2- Mitigación, representada por el famoso "aplanar la
curva", es decir, una vez que el virus está entre nosotros, no hagamos
ruido para que no nos vea y se vaya. Y se decidió aplanar la curva a
martillazos, con confinamientos masivos, prolongados sin solución de
continuidad, con todo el sufrimiento que tal medida produce y con todas las
limitaciones que tiene porque en algún momento la población cambia su
valoración respecto de si lo que le sirve es morirse de hambre antes que
contagiarse. No ahondaré en las siniestras herramientas comunicacionales que se
han utilizado para justificar el encierro, porque ya están en otras entradas de
este blog. Lo peor de todo es que, además de estos problemas, los
confinamientos no detienen los contagios.

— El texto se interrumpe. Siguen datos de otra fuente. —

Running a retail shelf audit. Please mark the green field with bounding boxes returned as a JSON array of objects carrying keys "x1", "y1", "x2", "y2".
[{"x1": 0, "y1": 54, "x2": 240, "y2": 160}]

Todo este enorme sacrificio se
pidió para ganar tiempo para "preparar al sistema de salud", lo que
se ha hecho poco, tarde y mal, porque la principal estrategia para controlar la
enfermedad ha sido esperar por las vacunas, y esa es la tercera etapa del plan.
3- Vacunación. Si se lograba aplanar la curva el tiempo suficiente
llegaría el elixir de la vida contenido en una jeringa. Por ahora, este
instrumento muestra ser el más exitoso, a pesar de que aún no se conoce por
cuánto tiempo ofrece inmunidad, qué tan tóxico puede ser o qué tan rápido puede
llegar a aplicarse en toda la población para que la enfermedad termine
convertida en un triste recuerdo.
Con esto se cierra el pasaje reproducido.